Student Files Lawsuit Against Pepsi for Failing to Deliver $32 Million Fighter Jet Promised
In the late 1990s, a remarkable legal saga unfolded when John Leonard, a 21-year-old American business student, decided to take on beverage giant PepsiCo. The catalyst for this legal battle was a Pepsi advertisement promoting their "Pepsi Stuff" campaign, which promised that purchases of their soft drink products would earn customers Pepsi points.
The advertisement featured a McDonnell-Douglas AV8 Harrier II fighter jet among the items that could be redeemed using Pepsi points. Intrigued by the challenge, Leonard saw an opportunity and set out to collect enough points to claim the jet.
As the points mounted, Leonard discovered that each point could be purchased for 10 cents, making the 7,000,000 points required for the jet theoretically cost $700,000. Leonard, along with five investors, including friend Todd Hoffman, pooled their resources to purchase the necessary points.
Leonard then sent his points and a check to Pepsi to redeem the fighter jet. However, Pepsi refused to honor the redemption, claiming the commercial was a joke.

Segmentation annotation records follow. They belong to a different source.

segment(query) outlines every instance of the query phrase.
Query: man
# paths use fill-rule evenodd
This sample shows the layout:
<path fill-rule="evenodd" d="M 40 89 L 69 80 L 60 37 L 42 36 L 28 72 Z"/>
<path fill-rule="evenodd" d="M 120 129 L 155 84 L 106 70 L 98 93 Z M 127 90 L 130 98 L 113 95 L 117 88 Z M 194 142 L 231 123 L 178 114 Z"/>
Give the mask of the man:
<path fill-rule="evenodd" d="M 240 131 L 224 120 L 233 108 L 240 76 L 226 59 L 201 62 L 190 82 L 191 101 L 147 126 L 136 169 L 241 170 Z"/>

Undeterred, Leonard filed a lawsuit in Miami against PepsiCo for breach of contract, fraud, deceptive and unfair trade practices, and misleading advertising. The case was heard by Judge Kimba Wood, who rejected the claim, stating that the advertisement was "done in jest" and no reasonable person could expect Pepsi to offer a $37 million fighter jet.
The verdict was upheld on appeal for the same reasons. Subsequently, Pepsi increased the points required for the jet from seven million to 700 million and added a "just kidding" disclaimer to the promotion. Leonard reportedly declined a $750,000 settlement offer.
The Pepsi Stuff campaign was launched in March 1996, amidst a massive rivalry between Pepsi and Coca-Cola, especially in the American market. The offer of a fighter jet became one of the most famous contract law cases in American history, illustrating important legal principles about advertising and contract formation. It demonstrated that advertisements are generally invitations to negotiate rather than binding offers unless clearly specified and serious.
Looking back years later, Leonard reflected on the incident with some disbelief at his own seriousness about winning the jet. The saga produced one of the most memorable court cases in American history, underscoring the importance of understanding the nature of advertisements and the limits of consumer expectations.